Will there be a first round upset? What could it be?
- Following off the above section, there hasn’t really been many big first round upsets in recent years. We had a slew of them in the early years of the 2010’s, to the point the #2 seed appeared to be rather cursed at one point with #2 seeds losing in the first round in 2010, 2014, and 2016. 2014 had 3 of the Top 4 seeds in the tournament lose in Round 1 and two of those in blowout fashion (#3 Loyola to the Thompson’s Albany, and #4 Penn in a rivalry game with Drexel.) Seeds were 44-18 in the First Round from 2010-2017, a 71% win percentage. The last two years it’s been 81%. Again, perhaps it was a blip and we’ll get back to having a banked on relatively big or at least not insignificant upset. If that’s the case, what could it be?

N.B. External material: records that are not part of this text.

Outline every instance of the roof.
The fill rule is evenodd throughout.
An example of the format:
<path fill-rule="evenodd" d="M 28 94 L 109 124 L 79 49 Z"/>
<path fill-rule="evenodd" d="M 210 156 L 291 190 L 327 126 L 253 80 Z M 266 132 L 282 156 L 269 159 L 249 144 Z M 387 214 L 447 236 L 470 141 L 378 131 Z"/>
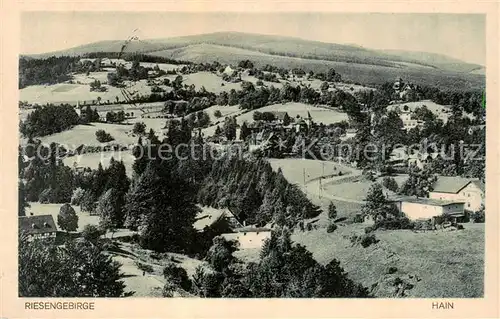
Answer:
<path fill-rule="evenodd" d="M 19 217 L 19 232 L 29 235 L 56 232 L 56 224 L 52 215 L 21 216 Z"/>
<path fill-rule="evenodd" d="M 433 192 L 436 193 L 451 193 L 456 194 L 464 187 L 473 182 L 482 191 L 484 191 L 484 184 L 478 179 L 464 178 L 458 176 L 440 176 L 434 184 Z"/>
<path fill-rule="evenodd" d="M 423 197 L 411 197 L 411 196 L 394 196 L 389 199 L 390 202 L 406 202 L 421 205 L 431 205 L 431 206 L 448 206 L 455 204 L 464 204 L 463 201 L 459 200 L 441 200 Z"/>

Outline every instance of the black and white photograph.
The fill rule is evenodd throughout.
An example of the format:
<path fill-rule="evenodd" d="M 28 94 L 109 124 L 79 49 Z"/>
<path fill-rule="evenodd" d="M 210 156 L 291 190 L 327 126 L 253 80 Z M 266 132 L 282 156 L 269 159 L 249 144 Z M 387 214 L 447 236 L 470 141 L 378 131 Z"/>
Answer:
<path fill-rule="evenodd" d="M 484 298 L 486 38 L 479 13 L 22 12 L 18 296 Z"/>

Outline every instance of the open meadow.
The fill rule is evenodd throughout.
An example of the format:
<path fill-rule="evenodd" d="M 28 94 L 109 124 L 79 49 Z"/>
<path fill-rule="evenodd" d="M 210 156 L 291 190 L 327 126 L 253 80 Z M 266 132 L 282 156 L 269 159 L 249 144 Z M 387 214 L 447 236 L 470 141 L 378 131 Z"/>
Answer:
<path fill-rule="evenodd" d="M 295 184 L 304 185 L 311 180 L 318 179 L 322 176 L 338 175 L 342 172 L 342 176 L 357 172 L 353 167 L 348 167 L 343 164 L 332 161 L 320 161 L 302 158 L 285 158 L 285 159 L 268 159 L 274 170 L 281 168 L 285 178 Z"/>
<path fill-rule="evenodd" d="M 92 123 L 88 125 L 76 125 L 71 130 L 39 137 L 42 143 L 50 144 L 52 142 L 65 145 L 69 149 L 76 149 L 80 145 L 101 146 L 106 144 L 132 145 L 137 143 L 138 136 L 132 133 L 132 125 L 127 124 L 108 124 Z M 100 143 L 97 141 L 95 133 L 98 130 L 104 130 L 114 138 L 109 143 Z M 23 143 L 26 142 L 23 139 Z"/>
<path fill-rule="evenodd" d="M 57 225 L 57 215 L 59 214 L 59 209 L 63 204 L 41 204 L 38 202 L 30 202 L 30 206 L 26 208 L 26 216 L 30 216 L 33 214 L 34 216 L 38 215 L 52 215 L 54 218 L 54 222 L 56 223 L 57 230 L 61 230 L 59 225 Z M 78 229 L 77 231 L 82 231 L 85 225 L 98 225 L 99 224 L 99 216 L 91 216 L 87 212 L 82 212 L 80 210 L 80 206 L 72 205 L 78 216 Z"/>
<path fill-rule="evenodd" d="M 53 85 L 31 85 L 19 90 L 19 100 L 32 104 L 43 105 L 46 103 L 89 103 L 97 101 L 110 102 L 124 101 L 121 89 L 107 85 L 107 72 L 93 72 L 89 76 L 85 74 L 76 74 L 70 83 L 58 83 Z M 90 83 L 94 80 L 99 80 L 107 90 L 106 92 L 91 92 Z M 131 93 L 149 95 L 151 94 L 151 87 L 147 85 L 146 80 L 136 82 L 126 81 L 125 86 Z M 167 89 L 167 88 L 164 88 Z"/>
<path fill-rule="evenodd" d="M 296 231 L 292 240 L 305 245 L 322 264 L 339 260 L 349 277 L 372 289 L 376 297 L 394 297 L 397 278 L 413 285 L 405 293 L 411 298 L 483 296 L 484 224 L 424 233 L 377 230 L 378 243 L 354 246 L 349 237 L 363 234 L 365 226 L 339 226 L 333 233 L 324 228 Z"/>

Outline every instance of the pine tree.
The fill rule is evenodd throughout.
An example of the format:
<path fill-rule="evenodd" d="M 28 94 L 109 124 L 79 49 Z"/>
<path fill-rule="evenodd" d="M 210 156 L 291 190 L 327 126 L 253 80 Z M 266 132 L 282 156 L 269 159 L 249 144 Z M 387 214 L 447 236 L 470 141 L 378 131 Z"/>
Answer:
<path fill-rule="evenodd" d="M 137 141 L 137 145 L 135 145 L 132 149 L 132 155 L 135 157 L 132 169 L 134 170 L 134 173 L 139 176 L 144 172 L 146 166 L 148 165 L 147 149 L 145 149 L 144 145 L 142 145 L 142 137 L 140 136 Z"/>
<path fill-rule="evenodd" d="M 144 247 L 185 251 L 198 207 L 192 185 L 174 173 L 175 163 L 150 162 L 127 194 L 127 225 L 138 227 Z"/>
<path fill-rule="evenodd" d="M 247 137 L 251 134 L 250 129 L 248 128 L 247 122 L 243 122 L 240 129 L 240 140 L 246 141 Z"/>
<path fill-rule="evenodd" d="M 114 188 L 108 189 L 99 198 L 96 213 L 99 215 L 99 226 L 102 229 L 114 231 L 123 224 L 122 210 L 118 204 L 118 194 Z"/>

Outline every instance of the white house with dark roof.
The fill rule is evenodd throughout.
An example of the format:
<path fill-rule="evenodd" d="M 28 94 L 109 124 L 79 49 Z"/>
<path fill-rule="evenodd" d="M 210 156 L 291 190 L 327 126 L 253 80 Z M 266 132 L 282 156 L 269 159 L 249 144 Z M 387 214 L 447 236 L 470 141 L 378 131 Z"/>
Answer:
<path fill-rule="evenodd" d="M 394 197 L 389 200 L 410 220 L 432 219 L 437 216 L 461 218 L 464 216 L 464 202 L 461 200 L 440 200 L 411 196 Z"/>
<path fill-rule="evenodd" d="M 18 221 L 19 233 L 34 239 L 54 239 L 57 228 L 52 215 L 20 216 Z"/>
<path fill-rule="evenodd" d="M 478 211 L 484 205 L 484 184 L 479 179 L 441 176 L 429 198 L 463 201 L 465 209 Z"/>

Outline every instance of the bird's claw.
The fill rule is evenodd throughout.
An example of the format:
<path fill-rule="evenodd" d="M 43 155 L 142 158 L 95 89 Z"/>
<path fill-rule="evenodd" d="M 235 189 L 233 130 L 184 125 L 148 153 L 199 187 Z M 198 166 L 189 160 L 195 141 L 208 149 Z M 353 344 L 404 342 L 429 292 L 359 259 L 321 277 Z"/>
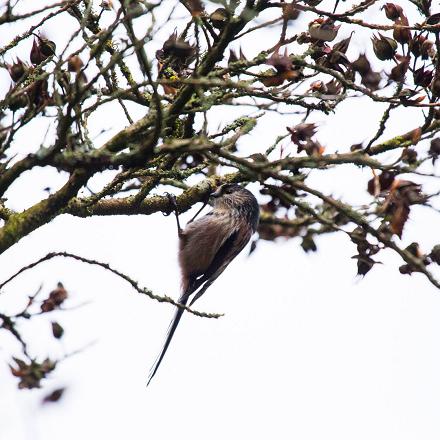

- Among the games for seeds against one bid league AQ champions, the two that stand out the most to me are Virginia-Bryant and Notre Dame-Drexel. Both the Cavs and Irish will be favored and for good reason, they’re both strong squads. In the Cavs-Bulldogs matchup though; a Bryant offense that’s scored 70 goals in it’s last four games faces a Virginia team that has the 4th worst adjusted defensive efficiency in the field. Bryant also had a strong day on faceoffs against Saint Joseph’s Zach Cole, which could portend well for their ability to grapple with UVA’s Petey Lasalla, a possible First Team All American.
- In the Irish-Dragons matchup, Drexel is simply a very good and balanced squad. They’re 11th in the country in Adjusted Offensive Efficiency and 11th in Adjusted Defensive Efficiency as well. They are slightly below 50% in Adjusted FO%, a Notre Dame strength which could be what tips the scales for the Irish. And Notre Dame is certainly very well rounded. But in terms of first round matchups, the Irish just drew a really strong Drexel team on a roll that’s won nine in a row. It’ll be a tough out even if ND is favored.